The good rainfall in the last few years has helped in filling the temple tanks that are main sources of groundwater recharge. A view of the Marundeeswarar temple tank in Thiruvanmiyur.

CHENNAI: The average groundwater level in the city has witnessed an increase by two metres in the past six years. The quality of groundwater has also seen an appreciable improvement, according to a recent study of Chennai Metrowater.

The average water table in Chennai was 5.42 m during 2005. Successive years of sustained normal rainfall and maintenance of rainwater harvesting system have contributed to the steady rise in the level, according to water experts.

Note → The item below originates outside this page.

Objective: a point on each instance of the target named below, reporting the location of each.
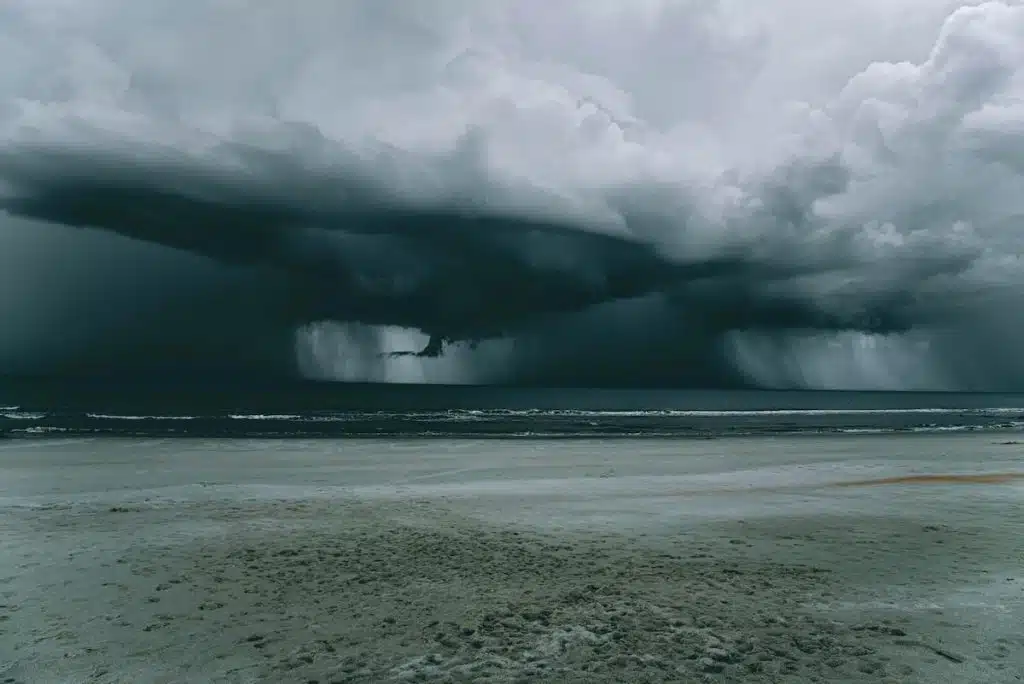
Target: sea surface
(35, 408)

The average annual rainfall recorded every year since 2005 was above 1,300 mm.

A total of 759 observatory wells across the city were monitored for the study. The water quality has also improved significantly in the last few years.

The level of total dissolved solids that ranged between 400 parts per million (ppm) and 1,800 ppm across the city in 2005 saw a marked decline last year with the TDS level ranging between 200 ppm and 900 ppm. The permissible limit of TDS is 500 ppm.

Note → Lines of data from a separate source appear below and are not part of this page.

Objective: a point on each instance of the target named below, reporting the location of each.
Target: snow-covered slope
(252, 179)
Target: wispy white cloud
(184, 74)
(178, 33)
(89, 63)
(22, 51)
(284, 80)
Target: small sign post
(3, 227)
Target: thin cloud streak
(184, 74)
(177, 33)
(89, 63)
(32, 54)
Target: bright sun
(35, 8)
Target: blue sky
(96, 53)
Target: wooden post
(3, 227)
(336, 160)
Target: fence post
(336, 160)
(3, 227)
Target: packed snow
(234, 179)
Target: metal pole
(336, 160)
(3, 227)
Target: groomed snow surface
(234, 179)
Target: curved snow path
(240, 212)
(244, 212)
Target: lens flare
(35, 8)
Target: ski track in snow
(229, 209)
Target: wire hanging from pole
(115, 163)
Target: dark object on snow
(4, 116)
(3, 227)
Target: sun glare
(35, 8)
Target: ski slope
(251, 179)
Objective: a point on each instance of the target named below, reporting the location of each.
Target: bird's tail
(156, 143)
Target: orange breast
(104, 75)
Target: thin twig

According to the study, there was a marginal rise in the water level in December 2010 compared to the previous year.

Groundwater level was at 2.33 m in 2010, 0.25 m more than the level in the previous year.

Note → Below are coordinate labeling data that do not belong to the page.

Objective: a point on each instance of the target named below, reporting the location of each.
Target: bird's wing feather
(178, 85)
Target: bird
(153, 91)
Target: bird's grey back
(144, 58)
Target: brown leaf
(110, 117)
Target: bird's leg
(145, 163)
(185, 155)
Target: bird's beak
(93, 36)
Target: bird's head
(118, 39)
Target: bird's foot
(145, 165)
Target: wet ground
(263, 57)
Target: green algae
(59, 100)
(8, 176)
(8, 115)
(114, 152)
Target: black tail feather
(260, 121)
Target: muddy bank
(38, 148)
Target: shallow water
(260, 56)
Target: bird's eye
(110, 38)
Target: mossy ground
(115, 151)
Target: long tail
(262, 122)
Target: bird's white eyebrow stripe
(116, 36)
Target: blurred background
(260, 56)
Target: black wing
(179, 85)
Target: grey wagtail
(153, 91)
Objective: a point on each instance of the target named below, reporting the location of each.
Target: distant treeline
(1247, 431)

Sources at the water agency said there was now scope only for a marginal increase in the water table as it had almost reached its saturation owing to consistent rainfall. The dependence on groundwater had also come down as Metrowater has stepped up its daily supply.

The water level in sandy areas such as Tiruvottiyur, Mylapore and Thiruvanmiyur rose by 0.85 m last year. The level in clay areas, including Perambur, Vadapalani and West Mambalam, increased to 2.24 m in December compared to 2.65 m during the same period the previous year.

However, hard rock areas such as Guindy and Velachery recorded a slight decrease in the water table by 0.47 m last December.

Local weather phenomenon was cited as reason for the dip in the level.